Early Winter
Article écrit par Lucile Marfaing
Crise conjuguale sur fond de paysage canadien glaçant. Et ce n’est que le début de l’hiver…
Le second film de Michael Rowe, déjà réalisateur d’un prometteur premier long métrage (Année bissextile, 2010), provoque un coup de froid semblable à ceux qu’offre le rude hiver canadien qui sert ici de décor au film. Plus qu’une toile de fond, ce paysage glaçant et démesuré, à perte de vue, s’accorde au sujet d’Early Winter : il ménage de l’espace à l’effritement balafrant et atone d’un couple en crise. Pour autant, si l’austérité de l’environnement du film peut oppresser (longs plans séquences qui se déploient dans des pièces mises en scène afin de créer une sensation de malaise et de solitude), le délitement entre Maya (Suzanne Clément) et David (Paul Doucet) est bien plus gênant à soutenir. Car, n’en déplaise à Michael Rowe, ce qui se déroule à l’écran apparaît bien moins – comme il semblait vouloir le mettre en scène – être une crise conjugale tel qu’il peut en arriver à tous les êtres habitant pendant plusieurs années sous le même toit, que comme la déconsidération cruelle d’un individu envers un autre et du déséquilibre assez abject qui en découle. Dès l’ouverture du film, les dés sont jetés : en gros plan, le couple fait l’amour, et quelques minutes suffisent pour qu’on apprenne que lui ne la fait plus jouir depuis des années. Partant de cette impardonnable faute, le personnage de David n’a pas fini d’en prendre pour son grade : coincé entre son emploi d’auxiliaire de (fin de) vie pour satisfaire les besoins matériels de sa femme (faute d’autre chose !), l’indifférence de celle-ci affalée continuellement sur un canapé avec son téléphone portable (comprenons, étrangère dans ce pays, elle ne se sent pas dans son élément donc…elle ne fait rien) et des restes traumatiques indélébiles (la perte d’une fille issue d’un premier mariage), le pauvre homme continue cependant de se faire accabler et s’obstine, démuni, dans ce cercle humain et émotionnel assez dégradant. Ne sachant comment se positionner vis-à-vis de ces portraits désobligeants, devant la passivité misérable de l’un et la cruauté tout aussi affligeante de l’autre, on se questionne devant la nécessité et le sens de ces séquences étouffantes, qui n’épargnent rien, à l’épreuve d’un film qui conforterait les célibataires les plus endurcis, jusqu’à sa fin amère et résignée.

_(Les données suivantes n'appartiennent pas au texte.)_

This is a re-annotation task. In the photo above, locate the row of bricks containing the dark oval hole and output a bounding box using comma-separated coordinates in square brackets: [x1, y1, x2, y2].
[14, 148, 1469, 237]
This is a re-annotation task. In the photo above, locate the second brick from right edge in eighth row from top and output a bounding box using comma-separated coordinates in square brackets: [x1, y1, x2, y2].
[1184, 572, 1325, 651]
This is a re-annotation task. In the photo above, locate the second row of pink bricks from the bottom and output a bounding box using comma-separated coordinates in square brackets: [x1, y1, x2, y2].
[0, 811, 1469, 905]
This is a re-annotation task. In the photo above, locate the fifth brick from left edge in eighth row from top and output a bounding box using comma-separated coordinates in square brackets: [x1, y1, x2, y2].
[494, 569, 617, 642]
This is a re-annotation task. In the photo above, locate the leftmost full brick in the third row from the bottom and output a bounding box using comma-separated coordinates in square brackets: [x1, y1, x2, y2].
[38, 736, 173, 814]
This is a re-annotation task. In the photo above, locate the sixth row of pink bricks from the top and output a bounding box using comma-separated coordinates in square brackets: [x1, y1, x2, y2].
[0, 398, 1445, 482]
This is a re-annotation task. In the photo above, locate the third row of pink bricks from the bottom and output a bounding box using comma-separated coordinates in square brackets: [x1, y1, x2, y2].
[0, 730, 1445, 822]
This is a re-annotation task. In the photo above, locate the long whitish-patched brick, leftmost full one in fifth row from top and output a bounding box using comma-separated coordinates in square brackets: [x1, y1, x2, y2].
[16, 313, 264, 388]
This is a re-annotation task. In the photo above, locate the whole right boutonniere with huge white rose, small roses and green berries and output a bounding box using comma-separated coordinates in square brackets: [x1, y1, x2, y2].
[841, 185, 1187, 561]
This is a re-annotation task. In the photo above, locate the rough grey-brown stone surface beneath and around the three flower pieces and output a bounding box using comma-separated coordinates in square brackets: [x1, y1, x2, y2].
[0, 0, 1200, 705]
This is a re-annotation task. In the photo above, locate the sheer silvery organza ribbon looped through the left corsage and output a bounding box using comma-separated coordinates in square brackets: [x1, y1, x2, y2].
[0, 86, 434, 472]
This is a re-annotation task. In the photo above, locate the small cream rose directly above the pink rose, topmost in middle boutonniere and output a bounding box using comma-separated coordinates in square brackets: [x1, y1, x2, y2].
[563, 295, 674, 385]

Si ce n’était une démonstration de dissolution amoureuse qui apparaît gratuite et lénifiante, le réalisateur présente de réelles qualités de mise en scène dans la construction d’une atmosphère de crise et d’isolement : la collection de petites figurines design collectionnées par Maya, l’utilisation lancinante du téléphone portable par celle-ci, l’accumulation de jouets des enfants éparpillés dans le salon et contrastant avec le désarroi commun aux deux parents mais aussi, le nuancier émotionnel des deux acteurs (la talentueuse Suzanne Clément vue dans les films de Xavier Dolan, et Paul Doucet) qui laissent transparaître l’impasse dans laquelle une relation entre deux personnes peut se retrouver ; enfin cet hiver canadien qui donne au film son titre, recouvrant de son manteau blanc et froid le déroulement mortifère de vies qui semblent n’avoir plus rien à faire ensemble.